19 Background: Depletion of skeletal muscle in aged people (sarcopenia) regarded as a poor prognostic factor in various cancers. The aim of this study was to assess the impact of preoperative sarcopenia on postoperative short- and long-term outcomes in patients with gastric cancer underwent curative resection. Methods: A total of 881 patients who underwent R0 resection for gastric cancer aged 65 or older between June 2003 and March 2011 were included in this study. Muscle mass was assessed by measuring percentage of arm muscle area (%AMA). Preoperative sarcopenia was defined as aged 65 or older, %AMA <80%, and decline in grip strength ( <25kg in men, <20kg in women), according to algorithm suggested by European Working Group on Sarcopenia in Older People (EWGSOP) with slight modification. Relationship between sarcopenia and short- and long-term outcomes were evaluated using uni- and multi-variate analysis.
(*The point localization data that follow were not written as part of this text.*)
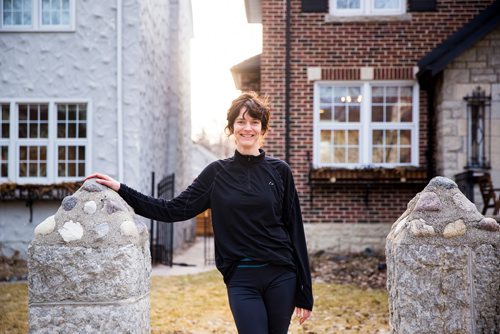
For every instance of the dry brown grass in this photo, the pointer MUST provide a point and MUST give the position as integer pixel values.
(198, 304)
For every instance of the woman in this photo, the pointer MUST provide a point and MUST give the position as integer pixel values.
(260, 247)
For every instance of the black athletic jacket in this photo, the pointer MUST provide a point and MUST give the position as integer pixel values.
(255, 214)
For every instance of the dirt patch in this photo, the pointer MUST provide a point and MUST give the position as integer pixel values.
(364, 270)
(13, 268)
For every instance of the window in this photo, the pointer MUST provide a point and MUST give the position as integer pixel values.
(29, 15)
(366, 124)
(49, 141)
(367, 7)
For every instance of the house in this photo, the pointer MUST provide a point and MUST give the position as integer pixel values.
(374, 98)
(89, 86)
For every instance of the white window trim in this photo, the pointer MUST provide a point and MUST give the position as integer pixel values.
(36, 20)
(365, 125)
(366, 9)
(52, 141)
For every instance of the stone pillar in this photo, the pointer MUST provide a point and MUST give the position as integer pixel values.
(443, 262)
(89, 267)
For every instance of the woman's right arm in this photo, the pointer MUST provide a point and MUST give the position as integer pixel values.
(192, 201)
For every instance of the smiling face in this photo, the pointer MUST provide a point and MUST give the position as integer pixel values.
(247, 133)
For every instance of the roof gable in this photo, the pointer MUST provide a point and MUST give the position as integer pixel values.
(436, 60)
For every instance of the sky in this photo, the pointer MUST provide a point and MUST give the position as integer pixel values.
(222, 39)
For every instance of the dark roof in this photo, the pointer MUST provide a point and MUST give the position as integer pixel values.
(249, 65)
(436, 60)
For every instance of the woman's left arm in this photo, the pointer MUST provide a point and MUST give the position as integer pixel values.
(293, 221)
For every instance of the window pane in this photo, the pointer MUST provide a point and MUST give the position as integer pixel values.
(61, 153)
(61, 170)
(23, 153)
(81, 153)
(71, 170)
(406, 113)
(72, 130)
(391, 137)
(325, 94)
(81, 169)
(23, 169)
(405, 137)
(23, 112)
(348, 4)
(391, 95)
(43, 170)
(378, 138)
(353, 155)
(325, 113)
(391, 113)
(340, 113)
(325, 146)
(377, 113)
(339, 155)
(339, 137)
(386, 4)
(391, 155)
(340, 95)
(353, 137)
(405, 155)
(61, 130)
(82, 130)
(33, 153)
(44, 130)
(354, 113)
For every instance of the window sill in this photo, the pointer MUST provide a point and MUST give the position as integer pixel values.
(38, 30)
(367, 18)
(31, 192)
(401, 175)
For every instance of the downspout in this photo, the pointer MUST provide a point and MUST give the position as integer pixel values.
(288, 46)
(431, 131)
(119, 95)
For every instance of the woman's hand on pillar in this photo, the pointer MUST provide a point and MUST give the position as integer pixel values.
(105, 180)
(302, 314)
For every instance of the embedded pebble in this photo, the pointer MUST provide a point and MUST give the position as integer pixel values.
(419, 228)
(90, 207)
(428, 201)
(69, 203)
(101, 230)
(46, 227)
(463, 202)
(455, 229)
(488, 224)
(112, 206)
(129, 228)
(92, 186)
(71, 231)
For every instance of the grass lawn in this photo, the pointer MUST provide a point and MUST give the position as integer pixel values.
(198, 304)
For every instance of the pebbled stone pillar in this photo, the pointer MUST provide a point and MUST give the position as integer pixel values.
(443, 262)
(89, 267)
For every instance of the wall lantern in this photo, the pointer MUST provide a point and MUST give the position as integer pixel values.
(478, 130)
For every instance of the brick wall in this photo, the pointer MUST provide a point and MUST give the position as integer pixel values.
(340, 49)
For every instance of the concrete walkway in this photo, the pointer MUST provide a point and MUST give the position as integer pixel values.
(188, 261)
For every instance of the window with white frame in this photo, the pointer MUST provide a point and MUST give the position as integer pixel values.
(44, 142)
(21, 15)
(367, 7)
(366, 124)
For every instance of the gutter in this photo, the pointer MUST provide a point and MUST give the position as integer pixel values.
(119, 88)
(288, 46)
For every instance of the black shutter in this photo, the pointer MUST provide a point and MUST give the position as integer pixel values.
(423, 5)
(315, 6)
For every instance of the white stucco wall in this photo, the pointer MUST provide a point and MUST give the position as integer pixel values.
(83, 65)
(478, 66)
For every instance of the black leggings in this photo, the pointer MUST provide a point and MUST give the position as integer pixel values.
(262, 299)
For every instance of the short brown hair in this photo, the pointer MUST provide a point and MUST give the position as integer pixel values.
(257, 107)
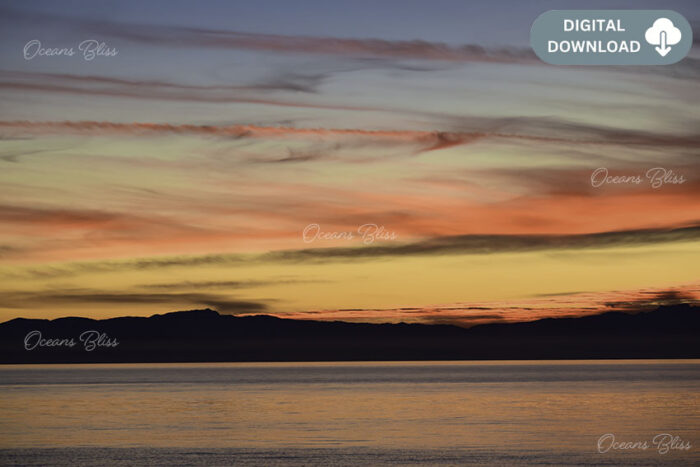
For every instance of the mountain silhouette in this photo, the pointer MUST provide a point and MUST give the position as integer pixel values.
(206, 335)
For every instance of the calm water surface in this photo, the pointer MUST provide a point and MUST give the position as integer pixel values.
(380, 413)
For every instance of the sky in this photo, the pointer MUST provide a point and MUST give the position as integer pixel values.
(367, 161)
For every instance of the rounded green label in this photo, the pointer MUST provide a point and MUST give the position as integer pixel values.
(611, 37)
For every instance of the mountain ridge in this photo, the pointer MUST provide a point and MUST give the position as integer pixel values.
(206, 335)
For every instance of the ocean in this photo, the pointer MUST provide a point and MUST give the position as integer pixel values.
(352, 413)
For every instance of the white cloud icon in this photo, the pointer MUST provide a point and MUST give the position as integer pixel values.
(663, 25)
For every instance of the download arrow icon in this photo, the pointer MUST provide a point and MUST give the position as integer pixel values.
(663, 49)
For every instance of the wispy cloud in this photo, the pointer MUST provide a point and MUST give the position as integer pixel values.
(525, 129)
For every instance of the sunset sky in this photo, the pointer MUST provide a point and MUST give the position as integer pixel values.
(182, 172)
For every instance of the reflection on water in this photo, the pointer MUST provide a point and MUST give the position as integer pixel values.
(473, 409)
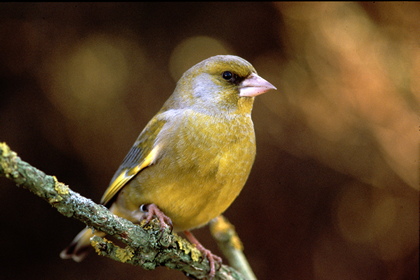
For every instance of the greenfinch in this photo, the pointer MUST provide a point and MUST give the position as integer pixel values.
(194, 156)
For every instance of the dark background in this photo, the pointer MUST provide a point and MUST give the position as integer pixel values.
(333, 193)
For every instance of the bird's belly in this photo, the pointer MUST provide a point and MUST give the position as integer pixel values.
(190, 196)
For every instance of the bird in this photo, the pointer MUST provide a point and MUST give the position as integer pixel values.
(194, 156)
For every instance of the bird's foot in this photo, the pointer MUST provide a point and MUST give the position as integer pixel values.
(152, 210)
(213, 259)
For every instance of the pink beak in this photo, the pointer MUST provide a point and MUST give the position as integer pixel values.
(254, 85)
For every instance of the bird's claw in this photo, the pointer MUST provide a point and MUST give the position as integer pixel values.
(152, 210)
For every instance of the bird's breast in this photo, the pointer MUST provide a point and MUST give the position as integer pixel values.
(200, 173)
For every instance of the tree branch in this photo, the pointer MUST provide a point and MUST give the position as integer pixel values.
(146, 246)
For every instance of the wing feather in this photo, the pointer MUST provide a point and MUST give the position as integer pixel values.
(142, 154)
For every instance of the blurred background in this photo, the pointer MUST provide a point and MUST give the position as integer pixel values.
(334, 191)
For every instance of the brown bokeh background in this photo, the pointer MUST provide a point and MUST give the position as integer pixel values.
(334, 192)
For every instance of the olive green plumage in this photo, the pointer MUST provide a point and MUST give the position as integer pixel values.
(194, 156)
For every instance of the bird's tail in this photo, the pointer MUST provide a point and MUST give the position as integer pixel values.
(80, 247)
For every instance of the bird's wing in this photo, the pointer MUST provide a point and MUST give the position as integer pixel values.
(142, 154)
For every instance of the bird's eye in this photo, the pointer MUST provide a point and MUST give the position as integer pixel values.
(227, 75)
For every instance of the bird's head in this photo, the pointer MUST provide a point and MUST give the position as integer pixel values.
(221, 82)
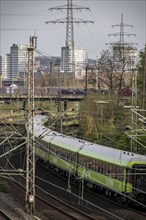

Results: Of 881 patients, sarcopenia was diagnosed in 62 patients (7.0%). Incidence of sarcopenia was significantly higher in patients with aged (75 or older), female, low BMI (18.5 or less) and poor PS (2). There was no significant difference of operation time or blood loss between sarcopenic and non-sarcopenic patients. Postoperative complications (Clavien–Dindo classification grade III or higher) was observed in 124 patients (14.1%). Multivariate analysis revealed that T stage and intraoperative blood loss were significant independent risk factors for postoperative complications. The incidence of postoperative complication was similar regardless of the sarcopenia status. The 5-year survival rate was tended to be worse in the sarcopenic patients (67.7%) than in the non-sarcopenic patients (78.4%) (p = 0.058). Multivariate analysis demonstrated that age (75 or older), male, total gastrectomy, D2 lymph node dissection, and sarcopenia were selected as independent prognostic factors for gastric cancer. Conclusions: Preoperative sarcopenia determined by %AMA seems not to be a risk for postoperative morbidity. However, sarcopenia appears to be a significant prognostic factor in patients with gastric cancer underwent curative resection.